There was also a personal challenge behind the trip for downwind expert and AFS’ International Business Manager, Richard Boudia: to explore the world through downwinding and travel amongst the most beautiful places on Earth. He confirmed that the Scottish coast is now definitely one of them.

“We were able to discover beautiful landscapes and the perfect sailing conditions allowed us to go out on the water every day and to enjoy it to the full. As we crossed the country, we soaked up the local culture, from breakfasts in Scottish pubs, to meeting the famous highland cows.”

Alan Fedit

As ever, we are at the mercy of the weather, thankfully mild for the time of year, and the winds truly delivered. Early excitement and build up led to a perfect 30km downwinder route, from Easdale to Oban. Then the wind swung to the SE and increased, heralding a storm that was best tackled on Loch Fyne. A further 16km downwind in 50 knot squalls against an outgoing tide, all in torrential, driving rain. Unfortunately, none of the footage was suitable for the final film although the tales, experiences and adventures of that particular day will stay with us all. We then diverted to Dunadd (Gaelic “Dún Ad”) meaning “fort on the river”, a hill fort, in the area of Argyll and Bute, dating from the iron age. It is believed to be the capital of the ancient kingdom of Dal Riata, a seat of the kings. It was great taking it all in. When the storm passed, the wind disappeared, the sun came out and a little swell remained. Although not specifically what we traveled north for, a memorable surf foil sessions was scored at Machrihanish, all within sight of Northern Ireland, just across the channel.

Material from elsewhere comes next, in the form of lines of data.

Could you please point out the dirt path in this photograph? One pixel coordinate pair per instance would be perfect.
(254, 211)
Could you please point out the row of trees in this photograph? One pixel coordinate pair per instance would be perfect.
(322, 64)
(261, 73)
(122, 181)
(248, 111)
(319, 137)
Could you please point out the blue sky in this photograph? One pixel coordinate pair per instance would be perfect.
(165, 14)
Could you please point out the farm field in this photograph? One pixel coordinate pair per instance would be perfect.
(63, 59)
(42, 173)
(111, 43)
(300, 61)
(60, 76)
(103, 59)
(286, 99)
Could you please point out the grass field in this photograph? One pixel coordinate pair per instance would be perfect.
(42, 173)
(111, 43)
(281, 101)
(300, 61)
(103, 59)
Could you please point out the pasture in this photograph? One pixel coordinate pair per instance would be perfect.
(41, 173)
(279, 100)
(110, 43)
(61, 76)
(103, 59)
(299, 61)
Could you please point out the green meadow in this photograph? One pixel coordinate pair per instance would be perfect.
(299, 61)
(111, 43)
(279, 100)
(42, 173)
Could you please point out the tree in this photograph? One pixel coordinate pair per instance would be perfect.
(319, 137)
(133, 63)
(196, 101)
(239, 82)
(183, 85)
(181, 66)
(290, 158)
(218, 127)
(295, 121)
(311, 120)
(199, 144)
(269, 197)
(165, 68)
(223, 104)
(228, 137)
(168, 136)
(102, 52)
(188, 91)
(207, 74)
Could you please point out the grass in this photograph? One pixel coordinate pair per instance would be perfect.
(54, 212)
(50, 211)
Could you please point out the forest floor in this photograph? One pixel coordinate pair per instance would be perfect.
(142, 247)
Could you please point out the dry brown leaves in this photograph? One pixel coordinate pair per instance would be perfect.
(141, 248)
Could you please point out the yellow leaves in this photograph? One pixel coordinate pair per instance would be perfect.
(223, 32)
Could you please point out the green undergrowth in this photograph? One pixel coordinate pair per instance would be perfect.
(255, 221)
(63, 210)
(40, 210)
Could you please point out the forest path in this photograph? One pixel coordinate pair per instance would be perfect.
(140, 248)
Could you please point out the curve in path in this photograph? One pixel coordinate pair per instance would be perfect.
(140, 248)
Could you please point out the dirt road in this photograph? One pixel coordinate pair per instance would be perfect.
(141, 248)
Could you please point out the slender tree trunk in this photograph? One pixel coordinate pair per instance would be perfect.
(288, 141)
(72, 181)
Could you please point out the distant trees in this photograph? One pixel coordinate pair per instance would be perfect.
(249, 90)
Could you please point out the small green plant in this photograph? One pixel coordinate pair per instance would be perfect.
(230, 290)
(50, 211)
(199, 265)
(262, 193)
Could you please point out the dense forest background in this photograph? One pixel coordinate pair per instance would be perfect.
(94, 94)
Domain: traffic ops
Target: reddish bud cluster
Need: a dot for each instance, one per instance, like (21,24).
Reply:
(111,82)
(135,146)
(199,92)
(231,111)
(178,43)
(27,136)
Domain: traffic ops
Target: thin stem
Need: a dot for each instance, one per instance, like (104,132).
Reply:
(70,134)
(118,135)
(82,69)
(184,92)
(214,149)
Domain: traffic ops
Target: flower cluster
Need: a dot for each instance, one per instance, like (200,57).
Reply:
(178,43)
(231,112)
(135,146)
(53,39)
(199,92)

“For this trip we had to make some sacrifices, notably on our sleep and letting Bruno Andre drive the truck for both of the 12-hour drives, but I’m very happy to have captured a great surf foil session at sunset, to have met this beautiful team…”

Clement Nicolet

Our final day of filming took us from Oban, across the Isle of Mull to Iona, with all of us visitors totally unaware of the breathtaking scenery we were crossing in the darkest of mornings before sunrise. It was one of the best breakfasts I have ever had and certainly the only one I had risen at 3am for! The aim of the day was to search out crystal clear green waters to add to our footage. This was not to be, however we did score a fun session in a dropping breeze at the tiny Isle of Ioan, beautiful and remote yet an ancient center of learning and religion. These remote Islands had a greater population in ancient times than they do today. The Highland scenery on the drive back to the mainland was simply breathtaking, stunning… words fail it. Back in Oban, Patrick kindly hosted us for a final evening’s BBQ, including scallops he’d retrieved from the seabed himself. Highland cows, rainbows galore, waves and smiles, Dal Riata truly delivered and lifelong memories and friendships were built.

Striving to develop the best foiling products also means going out to meet real enthusiasts, exchanging ideas, sailing together, testing the equipment in all possible conditions. Observing, listening, experiencing. Taking inspiration from all possible angles in order to be attentive and in constant evolution.

And what did we conclude from the trip? Whilst the craft we travel on have developed, the coastlines and waters of Dal Riata remain timeless.